September 5, 2018
Docket No. ICEB-2017-0003
(Fees charged to foreign students and the institutions where they study)
Office of Information and Regulatory Affairs,
Office of Management and Budget
725 17th Street, NW, Washington, D.C. 20503
Attention: Desk Officer, U.S. Immigration and Customs Enforcement, DHS
Dear Desk Officer:
This letter is one of the few that you will receive on the subject of higher fees for international students that does not relate to the financial interests of the author or the author's institution.
Unlike most of the letter writers on this subject, I will not be impacted by a higher fee, nor will any institution with which I am connected. I write as a citizen concerned about the lax administration of our foreign student program. The suggested fee changes, for individual students, and for those receiving tuition income from this program, should have been raised long ago (they were last adjusted in 2008), and they should be even higher than those proposed.
This is the case because aliens arriving on F, J, or M visas are much more likely to wind up in illegal status than other nonimmigrant visa holders generally, reflecting an overly casual and fund-starved administration of this program. These are the key numbers from the Department of Homeland Security's own "Fiscal Year 2017 Entry/Exit Overstay Report":
|Nonimmigrants, visa waiver nations||0.51%|
|Nonimmigrants, non-visa waiver nations||1.91%|
|Aliens on student visas||4.15%|
Overstays, to use the DHS term, are a subset of the illegal alien population, and they constitute a particularly invisible and expensive population for those seeking to enforce our immigration laws; unlike those entering without inspection, they rarely appear in groups; unlike the EWIs at the border, they are scattered all over the 50 states. Hence it is necessary to secure more funding to manage this group; traditionally this funding has come from fees charged to foreign students and the places where they study.
In addition to this basic piece of threat-scenario arithmetic, the increase in fees is needed to offset a series of crippling administrative and legislative restrictions that have made it much harder than it should be to curtail the extent of the overstays. These are some of the more obvious failings of the current foreign student (and foreign alumni) programs:
The United States does not:
- Send automatic notices to alien students when they are approaching, or have passed, the terminal date of their legal stay.

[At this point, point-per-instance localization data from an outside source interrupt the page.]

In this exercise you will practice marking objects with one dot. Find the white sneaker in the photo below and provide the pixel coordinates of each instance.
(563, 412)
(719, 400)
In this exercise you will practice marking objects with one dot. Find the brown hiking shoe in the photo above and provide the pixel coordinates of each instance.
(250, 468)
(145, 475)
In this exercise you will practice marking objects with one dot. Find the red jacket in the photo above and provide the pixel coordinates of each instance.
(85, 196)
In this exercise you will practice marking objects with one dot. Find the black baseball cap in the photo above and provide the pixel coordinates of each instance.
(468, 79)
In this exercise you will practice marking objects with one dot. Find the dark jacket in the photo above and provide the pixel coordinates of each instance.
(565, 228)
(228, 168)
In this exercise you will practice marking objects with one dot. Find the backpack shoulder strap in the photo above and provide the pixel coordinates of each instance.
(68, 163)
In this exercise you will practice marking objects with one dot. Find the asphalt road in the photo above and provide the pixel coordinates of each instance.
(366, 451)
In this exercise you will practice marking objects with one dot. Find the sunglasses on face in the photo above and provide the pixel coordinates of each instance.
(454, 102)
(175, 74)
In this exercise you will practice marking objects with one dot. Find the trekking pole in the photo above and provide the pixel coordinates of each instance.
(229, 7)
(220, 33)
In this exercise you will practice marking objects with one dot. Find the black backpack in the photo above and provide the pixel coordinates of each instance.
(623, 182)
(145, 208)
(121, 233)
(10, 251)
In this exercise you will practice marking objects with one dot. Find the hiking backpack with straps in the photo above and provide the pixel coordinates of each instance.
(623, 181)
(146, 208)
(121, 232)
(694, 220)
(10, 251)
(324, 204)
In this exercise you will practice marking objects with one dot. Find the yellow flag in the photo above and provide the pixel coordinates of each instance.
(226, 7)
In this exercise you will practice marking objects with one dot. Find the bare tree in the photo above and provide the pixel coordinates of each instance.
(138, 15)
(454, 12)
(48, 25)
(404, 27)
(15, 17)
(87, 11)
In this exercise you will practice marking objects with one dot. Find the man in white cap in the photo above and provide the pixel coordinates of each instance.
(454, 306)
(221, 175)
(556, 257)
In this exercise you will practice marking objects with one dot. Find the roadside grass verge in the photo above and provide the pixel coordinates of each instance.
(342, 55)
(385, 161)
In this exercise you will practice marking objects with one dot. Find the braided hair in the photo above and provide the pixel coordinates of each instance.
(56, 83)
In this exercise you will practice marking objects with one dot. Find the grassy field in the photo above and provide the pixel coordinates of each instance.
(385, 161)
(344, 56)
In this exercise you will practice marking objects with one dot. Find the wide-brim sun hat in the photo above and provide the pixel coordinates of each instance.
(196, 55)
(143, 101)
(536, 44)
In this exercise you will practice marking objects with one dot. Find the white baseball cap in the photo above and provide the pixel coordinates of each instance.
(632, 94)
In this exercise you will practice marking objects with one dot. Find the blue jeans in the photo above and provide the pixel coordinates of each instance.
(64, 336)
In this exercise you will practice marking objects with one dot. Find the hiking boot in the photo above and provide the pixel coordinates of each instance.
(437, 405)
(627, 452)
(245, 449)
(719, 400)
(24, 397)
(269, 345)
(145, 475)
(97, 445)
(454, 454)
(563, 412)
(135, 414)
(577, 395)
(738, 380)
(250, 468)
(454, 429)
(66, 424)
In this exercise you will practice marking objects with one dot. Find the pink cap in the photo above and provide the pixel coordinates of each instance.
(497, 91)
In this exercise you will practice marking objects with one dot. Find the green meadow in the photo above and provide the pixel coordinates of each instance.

- Provide additional screening processes in the cases of those seeking to attend marginal universities, or coming from nations that are producing much more than their share of overstays, routine parts of the Australian policy. A majority of the foreign students coming to the United States from some nations become overstays, such as Eritrea (70 percent) and Chad (52 percent).
- Make a visible effort to curtail the activities of the visa mills, institutions that appear to be more interested in collecting tuition and enabling work permits for foreign students than in providing education. In contrast, New Zealand has closed scores of such places.
- Unlike the United Kingdom, whose government decides who will get the equivalent of our I-20s, the United States allows each of some 7,000 SEVP-licensed schools, from horse shoeing schools to Harvard, to make those decisions.
- Again in contrast to the UK, there is no centralized requirement (and testing system) in the United States to make sure that those coming to the United States have an adequate enough knowledge of English to absorb an education here.
Yes, in a sense, the additional $150 per student will bring in serious money, one hopes enough to produce a much more vigorous management of the foreign student program by the Student and Exchange Visitor Program (SEVP), but let's step back and get a little perspective on the amount of money involved.
According to the Migration Policy Institute, there were 291,000 new foreign students in the 2016-2017 school year. Multiply that by $150 and you get $43,650,000.
But the $43,650,000 is overshadowed by the profits of just one highly controversial visa mill, Northwestern Polytechnic University in Fremont, Calif. NPU has a 99 percent or so foreign student population, more than 90 percent of its income comes from their tuition payments, and its profit margin in 2016 was $53,623,279.
This was not a fluke. In 2015 its profit margin was almost exactly the same, $53,529,081.
These numbers are drawn from the annual reports, the IRS Forms 990, for NPU, which, for some strange reason, is regarded as a charitable entity 501(c)(3) by the Treasury.
So even if the rate of the increase may appear to be high, 75 percent over a 10-year period, the result is that SEVP will get $10 million less through the fee increase in a year than the annual profits of just one of the marginal colleges that SEVP is supposed to oversee.
The fees charged to foreign students and to the institutions that profit from their tuition payments should be even larger than proposed.